The meaning of diagnosis

Thus, the meaning of diagnosis in psychiatry, first of all, is to determine which of the three reasons brought the patient to the appointment. Based on the above, it becomes clear what is of paramount importance for making a psychiatric diagnosis:

  • The connection between the appearance of symptoms and any external factors - stress, head injuries, drug use.
  • The symptoms themselves. Severe mental disorders - delusions, hallucinations - are almost always a sign of endogenous disorders.

What is the place of “objective” research - analysis, instrumental research in psychiatry?

Psychological diseases in children

No one spends as much time with children as their parents. Therefore, they have the greatest chance of identifying psychological diseases in children. Professional psychologists name the main signs by which one can judge the degree of need for medical care for a child:

  • a sharp increase in the number of problem situations at school;
  • your child is being abused or bullied by other children;
  • the child commits actions that harm himself;
  • avoids friends, avoids communication with family;
  • frequent and sudden mood swings;
  • your child is overcome by very strong emotions, such as anger, panic;
  • ensuing apathy, lack of motivation to act;
  • the child cannot concentrate on necessary matters;
  • insomnia or nightmares;
  • constant complaints of poor physical well-being;
  • neglect of one's appearance;
  • strong feelings about your appearance, a constant feeling of dissatisfaction with your appearance, figure, weight;
  • appetite differs significantly from the norm in one direction or another.

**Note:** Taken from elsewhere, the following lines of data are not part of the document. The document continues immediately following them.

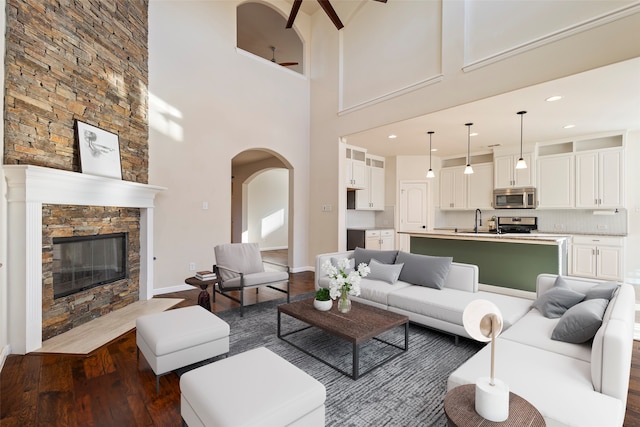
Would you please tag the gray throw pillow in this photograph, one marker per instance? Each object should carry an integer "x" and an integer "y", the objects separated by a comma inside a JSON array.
[
  {"x": 386, "y": 272},
  {"x": 581, "y": 322},
  {"x": 364, "y": 255},
  {"x": 553, "y": 303},
  {"x": 424, "y": 270},
  {"x": 603, "y": 290}
]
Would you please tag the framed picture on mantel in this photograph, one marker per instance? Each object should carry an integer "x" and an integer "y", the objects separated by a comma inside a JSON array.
[{"x": 99, "y": 151}]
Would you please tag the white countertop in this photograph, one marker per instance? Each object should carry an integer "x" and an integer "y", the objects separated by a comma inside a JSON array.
[{"x": 539, "y": 238}]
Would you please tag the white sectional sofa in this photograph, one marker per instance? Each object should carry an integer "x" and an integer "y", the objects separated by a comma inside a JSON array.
[
  {"x": 579, "y": 385},
  {"x": 431, "y": 307}
]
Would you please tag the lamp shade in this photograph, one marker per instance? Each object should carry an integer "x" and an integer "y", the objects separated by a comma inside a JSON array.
[{"x": 479, "y": 317}]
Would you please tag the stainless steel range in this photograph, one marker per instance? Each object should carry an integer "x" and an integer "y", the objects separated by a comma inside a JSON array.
[{"x": 517, "y": 224}]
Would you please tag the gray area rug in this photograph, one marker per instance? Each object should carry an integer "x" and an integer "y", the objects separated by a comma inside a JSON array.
[{"x": 407, "y": 391}]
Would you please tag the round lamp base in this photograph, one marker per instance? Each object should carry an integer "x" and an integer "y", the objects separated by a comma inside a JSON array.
[{"x": 492, "y": 401}]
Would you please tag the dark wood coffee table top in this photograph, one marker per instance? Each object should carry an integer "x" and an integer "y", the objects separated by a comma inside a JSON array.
[
  {"x": 459, "y": 406},
  {"x": 362, "y": 323}
]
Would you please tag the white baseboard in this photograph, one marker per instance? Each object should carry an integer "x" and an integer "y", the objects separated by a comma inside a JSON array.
[
  {"x": 507, "y": 291},
  {"x": 168, "y": 290},
  {"x": 6, "y": 351}
]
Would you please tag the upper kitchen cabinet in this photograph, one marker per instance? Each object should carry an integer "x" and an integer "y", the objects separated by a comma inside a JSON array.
[
  {"x": 556, "y": 176},
  {"x": 599, "y": 174},
  {"x": 506, "y": 175},
  {"x": 372, "y": 197},
  {"x": 356, "y": 167}
]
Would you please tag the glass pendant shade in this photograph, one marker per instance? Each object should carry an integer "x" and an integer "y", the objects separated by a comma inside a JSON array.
[
  {"x": 430, "y": 173},
  {"x": 521, "y": 163},
  {"x": 468, "y": 170}
]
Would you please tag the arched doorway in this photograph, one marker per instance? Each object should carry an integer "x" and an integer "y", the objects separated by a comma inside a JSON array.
[{"x": 261, "y": 200}]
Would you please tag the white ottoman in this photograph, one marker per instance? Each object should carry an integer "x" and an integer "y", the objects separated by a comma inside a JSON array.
[
  {"x": 254, "y": 388},
  {"x": 176, "y": 338}
]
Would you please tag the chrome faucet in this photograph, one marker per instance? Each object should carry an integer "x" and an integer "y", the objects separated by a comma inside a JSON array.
[{"x": 476, "y": 223}]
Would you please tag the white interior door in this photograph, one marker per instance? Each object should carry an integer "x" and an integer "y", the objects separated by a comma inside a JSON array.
[{"x": 414, "y": 196}]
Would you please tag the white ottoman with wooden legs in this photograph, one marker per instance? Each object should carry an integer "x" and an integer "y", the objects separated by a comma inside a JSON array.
[
  {"x": 256, "y": 388},
  {"x": 180, "y": 337}
]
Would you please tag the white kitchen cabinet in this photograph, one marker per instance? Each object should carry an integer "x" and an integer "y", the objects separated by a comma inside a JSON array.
[
  {"x": 356, "y": 167},
  {"x": 597, "y": 257},
  {"x": 599, "y": 178},
  {"x": 380, "y": 239},
  {"x": 453, "y": 189},
  {"x": 556, "y": 181},
  {"x": 506, "y": 175},
  {"x": 460, "y": 191},
  {"x": 480, "y": 187},
  {"x": 372, "y": 197}
]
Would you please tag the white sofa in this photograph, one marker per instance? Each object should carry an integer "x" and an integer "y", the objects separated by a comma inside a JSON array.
[
  {"x": 434, "y": 308},
  {"x": 578, "y": 385}
]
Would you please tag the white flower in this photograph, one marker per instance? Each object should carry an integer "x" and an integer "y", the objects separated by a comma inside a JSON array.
[{"x": 342, "y": 277}]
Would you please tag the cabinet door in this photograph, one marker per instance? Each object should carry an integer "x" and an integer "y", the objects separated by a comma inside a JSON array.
[
  {"x": 584, "y": 260},
  {"x": 609, "y": 262},
  {"x": 452, "y": 188},
  {"x": 503, "y": 171},
  {"x": 587, "y": 180},
  {"x": 376, "y": 188},
  {"x": 387, "y": 241},
  {"x": 480, "y": 187},
  {"x": 524, "y": 177},
  {"x": 555, "y": 182},
  {"x": 611, "y": 177}
]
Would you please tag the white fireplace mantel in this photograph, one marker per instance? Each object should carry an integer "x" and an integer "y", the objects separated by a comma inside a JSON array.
[{"x": 28, "y": 188}]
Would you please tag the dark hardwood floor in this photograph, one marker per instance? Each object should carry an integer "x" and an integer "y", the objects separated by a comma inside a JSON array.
[{"x": 109, "y": 387}]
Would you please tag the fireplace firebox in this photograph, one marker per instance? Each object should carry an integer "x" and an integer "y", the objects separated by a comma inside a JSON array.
[{"x": 84, "y": 262}]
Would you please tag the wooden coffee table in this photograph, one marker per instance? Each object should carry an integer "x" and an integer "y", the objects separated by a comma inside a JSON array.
[{"x": 361, "y": 324}]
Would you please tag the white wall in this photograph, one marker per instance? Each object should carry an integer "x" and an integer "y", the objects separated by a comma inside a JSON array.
[
  {"x": 534, "y": 58},
  {"x": 210, "y": 103},
  {"x": 268, "y": 209}
]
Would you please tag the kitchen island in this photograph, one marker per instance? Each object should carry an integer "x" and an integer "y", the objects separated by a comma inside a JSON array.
[{"x": 505, "y": 260}]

If your observations are confirmed by a specialist, you should not lose your composure or panic. Remember, the child sees support in you and therefore you must remain strong in his eyes.

Hardware diagnostics in psychiatry

  • MRI (magnetic resonance imaging) - allows you to determine the presence or absence of a brain tumor, stroke, or injury. As you can see, all these situations relate more to neurology and are usually accompanied by neurological disorders - headaches, speech disorders, gait, and sensitivity. At the same time, mental disorders themselves - delusions, hallucinations, phobias, obsessions, etc. They are not typical for organic disorders and are not accompanied by any changes on MRI.
  • EEG (electroencephalogram) - a recording of the electrical activity of the brain - is a more subtle method of diagnosing mental disorders. In its simplest form, an EEG can answer only one question - whether the patient has signs of epilepsy or not. Mental disorders themselves are not accompanied by EEG changes. At the same time, if an inquisitive reader searches for information on the Internet, for example, by entering “EEG and schizophrenia” in the search bar, he will see a lot of articles, often in English, devoted to EEG changes in mental disorders. A contradiction appears - on the one hand, EEG is used to diagnose epilepsy alone, and on the other hand, so much data has been accumulated in the world on EEG changes in mental disorders.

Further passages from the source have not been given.